Apparently Beaver Buttholes Taste Like Vanilla
The FDA recognizes castoreum as a safe-to-eat food flavoring
Would you ever lick the butthole of a beaver? No? Me neither. But, have you heard of castoreum? It’s a fancy word for what I like to call Beaver Butthole Vanilla - a goo that is “milked” from a beaver’s butthole and it’s used as a replacement for vanilla, raspberry or strawberry in some flavorings and foods. It’s more likely to be found in your perfumes than foods because of HOW they remove the goo. It’s expensive & tedious.
They have to anesthetize the beaver to milk it’s glands and that means only about 300 pounds are produced anally… I mean annually. Okay 300 pounds anally, annually is what I’m trying to say. I would just personally like to know who decided to sniff or lick the butthole of a beaver to figure this out.
Both the Flavor and Extract Manufacturers Association (FEMA) and the Food and Drug Administration (FDA) recognizes castoreum as safe (of course they do) so while it’s deemed “A-OK!” to use as food flavoring I find it to be totally disgusting. It’s just another reason to read labels and check ingredient lists. It’s more likely to be used in the perfume industry for its vanilla scent. It’s also used in whiskey and other expensive products because of the lengthy process of the removal from the poor beaver. Castoreum has been traditionally used in Sweden for flavoring a variety of schnapps commonly referred to as "Bäverhojt" (literally, beaver shout).

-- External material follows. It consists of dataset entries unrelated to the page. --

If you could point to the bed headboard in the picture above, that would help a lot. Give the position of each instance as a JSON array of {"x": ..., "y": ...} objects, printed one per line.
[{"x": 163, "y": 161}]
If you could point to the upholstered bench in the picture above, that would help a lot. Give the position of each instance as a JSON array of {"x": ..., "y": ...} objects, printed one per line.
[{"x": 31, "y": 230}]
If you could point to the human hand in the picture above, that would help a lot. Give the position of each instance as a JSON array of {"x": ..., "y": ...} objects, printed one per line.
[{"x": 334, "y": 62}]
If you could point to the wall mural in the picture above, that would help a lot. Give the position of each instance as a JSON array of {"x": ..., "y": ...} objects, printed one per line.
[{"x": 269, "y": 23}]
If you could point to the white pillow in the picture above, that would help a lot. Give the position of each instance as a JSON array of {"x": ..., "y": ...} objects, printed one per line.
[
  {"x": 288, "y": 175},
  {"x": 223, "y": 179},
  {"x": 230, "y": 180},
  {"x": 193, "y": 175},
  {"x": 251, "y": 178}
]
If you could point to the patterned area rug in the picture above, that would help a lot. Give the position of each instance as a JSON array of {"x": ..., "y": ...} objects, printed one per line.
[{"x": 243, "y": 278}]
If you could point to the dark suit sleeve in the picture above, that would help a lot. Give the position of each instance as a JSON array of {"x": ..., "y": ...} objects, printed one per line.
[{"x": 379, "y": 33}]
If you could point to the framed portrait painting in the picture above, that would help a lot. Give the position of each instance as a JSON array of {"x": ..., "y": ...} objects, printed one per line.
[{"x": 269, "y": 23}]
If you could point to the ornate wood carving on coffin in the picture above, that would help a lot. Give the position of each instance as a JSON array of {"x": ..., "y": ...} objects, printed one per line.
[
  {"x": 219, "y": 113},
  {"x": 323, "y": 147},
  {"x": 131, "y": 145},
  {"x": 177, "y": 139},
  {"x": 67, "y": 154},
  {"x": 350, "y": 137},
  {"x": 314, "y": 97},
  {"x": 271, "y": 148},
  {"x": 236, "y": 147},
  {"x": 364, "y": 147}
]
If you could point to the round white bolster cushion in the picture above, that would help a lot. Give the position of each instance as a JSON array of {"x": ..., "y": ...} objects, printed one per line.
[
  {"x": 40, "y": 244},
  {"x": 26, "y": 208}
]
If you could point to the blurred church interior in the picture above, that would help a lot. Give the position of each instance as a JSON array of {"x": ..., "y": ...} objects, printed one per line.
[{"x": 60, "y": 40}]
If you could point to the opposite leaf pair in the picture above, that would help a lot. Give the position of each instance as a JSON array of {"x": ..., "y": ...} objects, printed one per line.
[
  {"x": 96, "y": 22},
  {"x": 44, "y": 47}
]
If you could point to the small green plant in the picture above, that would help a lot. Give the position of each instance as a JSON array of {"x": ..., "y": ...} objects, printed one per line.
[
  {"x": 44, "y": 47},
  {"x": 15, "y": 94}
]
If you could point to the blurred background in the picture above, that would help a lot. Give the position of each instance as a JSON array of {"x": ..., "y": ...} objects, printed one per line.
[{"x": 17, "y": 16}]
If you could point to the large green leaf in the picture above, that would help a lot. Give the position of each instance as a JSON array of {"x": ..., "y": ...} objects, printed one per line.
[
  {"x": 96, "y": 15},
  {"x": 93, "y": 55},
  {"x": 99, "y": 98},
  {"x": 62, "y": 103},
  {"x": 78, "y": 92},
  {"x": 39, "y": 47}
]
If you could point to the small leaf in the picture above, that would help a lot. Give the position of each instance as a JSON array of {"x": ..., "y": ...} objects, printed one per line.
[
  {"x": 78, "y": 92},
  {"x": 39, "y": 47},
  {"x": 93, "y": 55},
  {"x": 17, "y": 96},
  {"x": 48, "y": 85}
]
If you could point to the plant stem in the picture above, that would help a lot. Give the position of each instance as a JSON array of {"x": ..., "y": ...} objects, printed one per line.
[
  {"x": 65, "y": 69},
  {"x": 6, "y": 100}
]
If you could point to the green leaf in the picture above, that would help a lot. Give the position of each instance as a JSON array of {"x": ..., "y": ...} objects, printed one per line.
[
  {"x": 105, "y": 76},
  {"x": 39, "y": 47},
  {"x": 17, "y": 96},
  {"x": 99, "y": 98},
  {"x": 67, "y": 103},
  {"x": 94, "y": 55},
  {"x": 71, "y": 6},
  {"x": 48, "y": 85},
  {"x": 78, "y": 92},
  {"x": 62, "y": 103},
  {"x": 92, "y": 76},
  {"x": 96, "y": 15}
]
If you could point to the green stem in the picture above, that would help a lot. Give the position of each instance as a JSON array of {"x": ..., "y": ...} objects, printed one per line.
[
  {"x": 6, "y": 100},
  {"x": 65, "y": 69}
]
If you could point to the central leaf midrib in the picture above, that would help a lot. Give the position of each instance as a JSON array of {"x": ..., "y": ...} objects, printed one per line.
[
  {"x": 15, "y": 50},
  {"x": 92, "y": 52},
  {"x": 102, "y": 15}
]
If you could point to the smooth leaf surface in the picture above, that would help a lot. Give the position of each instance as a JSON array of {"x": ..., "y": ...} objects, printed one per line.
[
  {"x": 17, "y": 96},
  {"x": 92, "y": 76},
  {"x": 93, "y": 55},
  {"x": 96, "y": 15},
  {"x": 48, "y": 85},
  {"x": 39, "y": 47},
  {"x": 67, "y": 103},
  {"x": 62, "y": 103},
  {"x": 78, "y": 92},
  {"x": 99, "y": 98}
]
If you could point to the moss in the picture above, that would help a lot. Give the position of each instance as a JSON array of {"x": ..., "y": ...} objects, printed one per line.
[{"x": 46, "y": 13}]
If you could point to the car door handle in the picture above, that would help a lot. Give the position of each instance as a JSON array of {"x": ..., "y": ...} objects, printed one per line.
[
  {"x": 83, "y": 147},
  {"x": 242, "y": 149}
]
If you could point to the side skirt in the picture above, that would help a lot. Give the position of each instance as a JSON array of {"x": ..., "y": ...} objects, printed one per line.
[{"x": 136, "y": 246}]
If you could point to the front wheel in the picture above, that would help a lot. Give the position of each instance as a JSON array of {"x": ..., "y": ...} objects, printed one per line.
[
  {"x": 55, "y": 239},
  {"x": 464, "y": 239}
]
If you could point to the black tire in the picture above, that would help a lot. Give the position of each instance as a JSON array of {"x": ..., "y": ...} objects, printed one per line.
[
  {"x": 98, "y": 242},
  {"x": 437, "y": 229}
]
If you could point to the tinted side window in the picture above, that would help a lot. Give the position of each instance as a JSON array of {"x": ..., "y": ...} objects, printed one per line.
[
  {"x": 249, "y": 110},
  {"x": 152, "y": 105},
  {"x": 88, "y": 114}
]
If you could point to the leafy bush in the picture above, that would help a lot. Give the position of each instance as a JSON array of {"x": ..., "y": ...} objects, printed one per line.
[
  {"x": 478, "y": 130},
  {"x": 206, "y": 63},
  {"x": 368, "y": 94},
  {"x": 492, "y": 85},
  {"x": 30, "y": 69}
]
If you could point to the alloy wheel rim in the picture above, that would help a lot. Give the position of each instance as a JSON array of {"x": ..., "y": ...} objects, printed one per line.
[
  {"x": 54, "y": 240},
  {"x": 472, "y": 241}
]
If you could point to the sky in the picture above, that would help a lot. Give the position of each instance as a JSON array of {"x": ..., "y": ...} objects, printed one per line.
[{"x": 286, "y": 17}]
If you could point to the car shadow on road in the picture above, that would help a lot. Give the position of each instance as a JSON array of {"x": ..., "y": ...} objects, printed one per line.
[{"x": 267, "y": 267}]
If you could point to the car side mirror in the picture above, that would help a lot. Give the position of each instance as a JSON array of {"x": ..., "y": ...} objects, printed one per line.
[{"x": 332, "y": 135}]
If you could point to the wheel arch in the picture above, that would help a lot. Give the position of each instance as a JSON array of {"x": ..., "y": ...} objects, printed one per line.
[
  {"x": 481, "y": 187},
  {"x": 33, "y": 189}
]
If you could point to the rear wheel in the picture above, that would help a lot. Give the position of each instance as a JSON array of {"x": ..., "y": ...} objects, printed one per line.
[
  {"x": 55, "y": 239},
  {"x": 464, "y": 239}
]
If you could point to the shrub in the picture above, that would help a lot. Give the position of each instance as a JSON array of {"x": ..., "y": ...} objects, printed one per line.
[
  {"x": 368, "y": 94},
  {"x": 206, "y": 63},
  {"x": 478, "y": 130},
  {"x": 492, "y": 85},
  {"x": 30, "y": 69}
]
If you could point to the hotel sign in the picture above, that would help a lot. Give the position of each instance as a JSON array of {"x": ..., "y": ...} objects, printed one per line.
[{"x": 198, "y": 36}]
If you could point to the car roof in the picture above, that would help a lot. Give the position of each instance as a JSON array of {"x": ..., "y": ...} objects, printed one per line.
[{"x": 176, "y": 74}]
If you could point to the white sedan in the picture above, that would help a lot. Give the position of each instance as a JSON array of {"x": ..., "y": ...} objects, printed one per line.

You can find it in some Chanel, YSL and Dior perfumes (amongst others).
Whether or not it’s commonly used now … it was used pretty commonly back in the early 1900s and once again - im just curious who decided to get all up in a beaver’s butthole to figure that out. YUCK!
SOURCES:
https://pubmed.ncbi.nlm.nih.gov/17365147/
http://en.wikipedia.org/wiki/Castoreum
https://www.fragrantica.com/notes/Castoreum-102.html
Unlike modern humans, who are used to unnatural and sterilized environments, pre-modern humans--the ones who have been existing on this planet for millennia-- have looked to and relied on the natural world (plants, animals, earth, etc.), not Walmart, to meet their survival needs as well as expand and discover life's potentials. Wasting anything from an animal that had been hunted was not in their vocabulary--again, a big difference from modern human "values". It couldn't have been too difficult to figure out what was useful from an animal carcass.
My wife also found this, but only a couple of days ago. I highly doubt that beavers are used for vanilla flavor, because chemical engineers have long been able to produce complex aromatic compounds to emulate the taste and/or the smell of just about anything. Such chemicals are cheap and extremely powerful.